Just aspects, not different studies at all.

And somewhere in there, making a decision shifts from a cognitive process to something that just happens.  A flow.  Fluid or staccato, part of a complex plan or an immediate ending, your actions, your solutions just 'are.'

3 comments:

Josh Kruschke said...

"And somewhere in there, making a decision shifts from a cognitive process to something that just happens.  A flow.  Fluid or staccato, part of a complex plan or an immediate ending, your actions, your solutions just 'are.'"

The Goal of all this?

Rob Lyman said...

There's something else here, too. A student must practice awareness and manipulation of possibilities--but the student must have permission to do that, too.

Here's a great XKCD that reminds me of my youth:

http://xkcd.com/642/

As a young teen, I had enough real-life experiences like those of the guy's fantasy that I felt I lacked permission to speak to females without a good reason. This severely impaired my ability to woo and rendered most advice from the romantically more-successful pretty useless. Now, as life went on, I discovered that wasn't true, and now I'm married with kids.

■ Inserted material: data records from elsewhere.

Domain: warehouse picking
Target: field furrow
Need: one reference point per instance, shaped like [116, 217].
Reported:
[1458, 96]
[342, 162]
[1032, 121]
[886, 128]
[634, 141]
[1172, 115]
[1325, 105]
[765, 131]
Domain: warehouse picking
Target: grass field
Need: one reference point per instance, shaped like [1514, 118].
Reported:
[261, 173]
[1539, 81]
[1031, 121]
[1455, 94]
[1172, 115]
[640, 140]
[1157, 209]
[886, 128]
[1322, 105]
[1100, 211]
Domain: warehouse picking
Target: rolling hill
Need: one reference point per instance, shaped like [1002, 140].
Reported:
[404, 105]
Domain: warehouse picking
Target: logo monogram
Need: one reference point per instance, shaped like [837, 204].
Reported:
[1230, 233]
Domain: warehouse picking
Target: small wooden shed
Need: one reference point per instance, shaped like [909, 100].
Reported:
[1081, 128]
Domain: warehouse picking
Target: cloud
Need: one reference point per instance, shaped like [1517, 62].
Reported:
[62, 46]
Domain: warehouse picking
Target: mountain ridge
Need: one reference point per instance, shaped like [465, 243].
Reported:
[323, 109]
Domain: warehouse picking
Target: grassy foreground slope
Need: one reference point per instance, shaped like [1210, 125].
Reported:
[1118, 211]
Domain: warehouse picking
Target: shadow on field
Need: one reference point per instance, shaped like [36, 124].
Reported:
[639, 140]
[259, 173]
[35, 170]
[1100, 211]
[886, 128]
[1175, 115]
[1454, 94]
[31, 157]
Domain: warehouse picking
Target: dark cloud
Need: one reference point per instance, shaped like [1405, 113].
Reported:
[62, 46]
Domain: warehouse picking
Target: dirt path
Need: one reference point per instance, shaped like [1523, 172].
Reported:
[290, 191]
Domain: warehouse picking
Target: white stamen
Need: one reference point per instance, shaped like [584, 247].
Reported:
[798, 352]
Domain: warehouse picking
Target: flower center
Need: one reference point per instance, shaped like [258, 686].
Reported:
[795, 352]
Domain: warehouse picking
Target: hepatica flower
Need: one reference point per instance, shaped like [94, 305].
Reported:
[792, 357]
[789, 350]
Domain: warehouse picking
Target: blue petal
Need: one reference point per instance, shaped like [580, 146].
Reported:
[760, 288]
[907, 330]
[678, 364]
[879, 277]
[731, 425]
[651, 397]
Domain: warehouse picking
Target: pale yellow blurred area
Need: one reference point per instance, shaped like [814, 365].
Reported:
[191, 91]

But consider that manipulating social situations is likely to be regarded as rude by many people, and they are likely to fear social repercussions like those in the comic if they attempt it. Even acknowledging the possibility of a threat purely internally is likely to have "nice" people feeling squeamish about stereotyping or racism; people are likely to classify their uncontrollable internal feelings as unforgivably rude.

So the challenge is not merely to identify what students need to be aware of (assuming the SD instructor even knows), but to give them permission to be aware of it at all.

Ymar Sakar said...

The goal of all this is Mushin, in Musashi's Void chapter. It is also Sun Tzu's acme of battle skill, through knowing oneself and one's enemy.

Others have called it a machine, where they feel like they are remotely controlling their body and feeling emotions indirectly and very weakly. Still others do not recall what they did or even why, while others believe they did things they didn't do, and did so for reasons that didn't exist.

The only thing that matters is victory in strategy supported by tactics, under the correct logistical preparation. Most force threats to humans these days are easily solved with a little preparation. But the idea of ultimate battle skill is to not just handle the small problems, but the big problems as well. When everything is against you, numbers and military force outnumbers your side more than 10 to 1, yet you still pull a victory out of the chaos, without killing 3/4ths of your allies, is something to be aspired to.

A person that takes .7 seconds to make a decision every OODA cycle and has 50% more OODA cycles, is going to be hopelessly outclassed by the person that takes .5 seconds to make a decision every OODA cycle and has 10% less OODA cycles than their enemies. Put in another context, the person with the .7 reaction time is going to be behind the .5 reaction time guy by 20 critically crippling attacks when their total movements reach 100. Which is another way of saying that for every 5 things .7 guy does, .5 guy has done 6 things. Always one step ahead. Until checkmate. Time is a hard thing to buy in war.

In reality, a person that freezes and tries to think about a situation due to lack of confidence on how to solve it, usually has 2-5+ seconds of delay time. How many attacks and destructive techniques can the .5 guy use in 2-5 seconds?